In the cutting machine of the present invention having the above configuration, if the vibration displacement detector used for balancing when setting the master has the same resolution as the conventional one, the balancing accuracy can be dramatically improved. It is clear that you can obtain
On the other hand, if the goal is to achieve the same balancing accuracy as before, unbalanced vibrations that could only be detected with a conventional laser-based length measuring device can be detected using a conventional differential transformer or capacitive displacement meter. It becomes possible to detect the displacement using a displacement detecting means such as the above, and it is possible to simplify the device and reduce the cost.

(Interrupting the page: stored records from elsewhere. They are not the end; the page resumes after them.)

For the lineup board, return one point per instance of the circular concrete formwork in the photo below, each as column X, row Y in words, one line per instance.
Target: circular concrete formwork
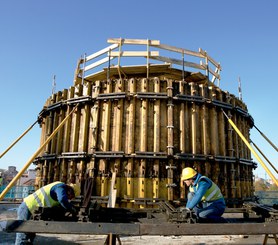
column 146, row 130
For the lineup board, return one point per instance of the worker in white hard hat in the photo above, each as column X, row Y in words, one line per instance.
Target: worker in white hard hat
column 204, row 197
column 51, row 195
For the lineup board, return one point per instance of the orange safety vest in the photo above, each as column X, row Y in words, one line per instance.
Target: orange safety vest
column 41, row 198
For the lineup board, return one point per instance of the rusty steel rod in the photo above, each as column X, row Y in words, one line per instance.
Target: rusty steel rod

[Brief explanation of the drawing]

FIG. 1 is a schematic configuration diagram of a video disk cutting machine, FIG. 2 is a side view of the configuration of a conventional cutting machine, FIG. 3 is a side view of a cutting machine according to an embodiment of the present invention, and FIG. 4 5 is an explanatory diagram of a conventional unbalance correcting method, and FIG. 5 is an explanatory diagram of an unbalance correcting method according to the present invention. DESCRIPTION OF SYMBOLS 1...Glass master disc, 2...Rotating shaft, 3...Bearing, 4...Feeding stand, 28...Displacement detection means, 63
...Opening for gas discharge.

Claims (1)

[Claims] 1. A bearing supporting a rotating shaft having a rotation drive means is mounted on a feed base that performs linear motion, and a disk-shaped glass master disk attached to the rotating shaft is given rotational and linear motion, and a recording signal is transmitted to the glass master disk. In the disk recording master production device that processes and records information signals in a spiral shape on the glass master disc by irradiating a laser beam having The glass master disc,
It is attached to the rotary shaft, discharges compressed air from the compressed air discharge opening, floats and supports the feed base, rotates a rotary body consisting of a glass master and the rotary shaft, and eliminates rotational unbalance existing in the rotary body. After detecting the vibration of the feed table caused by the amount of air, the discharge of compressed air from the compressed air outlet is stopped, and predetermined information is recorded while the feed table and the slide bearing are in sliding contact. A disk recording master production device characterized by the following.